The UK lamb market remains incredibly challenging given the overall environment in which our customers are operating. Uncertainty is the general theme in conversations with market participants, as they look ahead to a difficult six months. In both the UK and Europe, businesses are not just slowing down but shutting down as they reel under the escalating cost of energy, and consumers are trading down or away from relatively expensive New Zealand lamb. European foodservice operators are starting to feel the impact of economic pressures as the summer season fades in the rear-view mirror and winter looms on the horizon.
Likewise, lamb sales into Japan have been poor of late, with retailers struggling under the pressure of a devaluing yen and increasing costs of doing business. Our customers in the important Hokkaido foodservice market are signalling cautious optimism for the end of year, which is one positive sign to hang our hats on.
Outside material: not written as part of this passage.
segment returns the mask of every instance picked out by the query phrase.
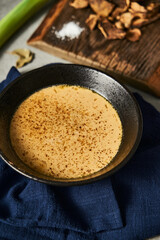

Currency is currently our saviour. A weak NZD benefits NZ exporters. A frozen beef price into the US today of circa US$2.60/lb at an exchange rate of 57c is essentially the same return as a price of US$3/lb price at 65c. However, the benefits of a weak currency are easily offset by the cost of inputs and raw materials imported into New Zealand for use within our business and yours. It can also make it more difficult for our customers to absorb market prices, even if they are well down on levels seen during the past 12 months in USD terms. The current seasonal ebb in livestock has also been a useful buffer to market volatility in recent weeks, however that too will be short-lived as the main season kicks into gear and throughput increases at our plants across New Zealand. This will put further onus on how we manage our inventory position, supply chains, and our customer mix across global markets.
All-in-all, a challenging start to the new season, but one that the industry has dealt with many times before and which we will no doubt work our way through yet again.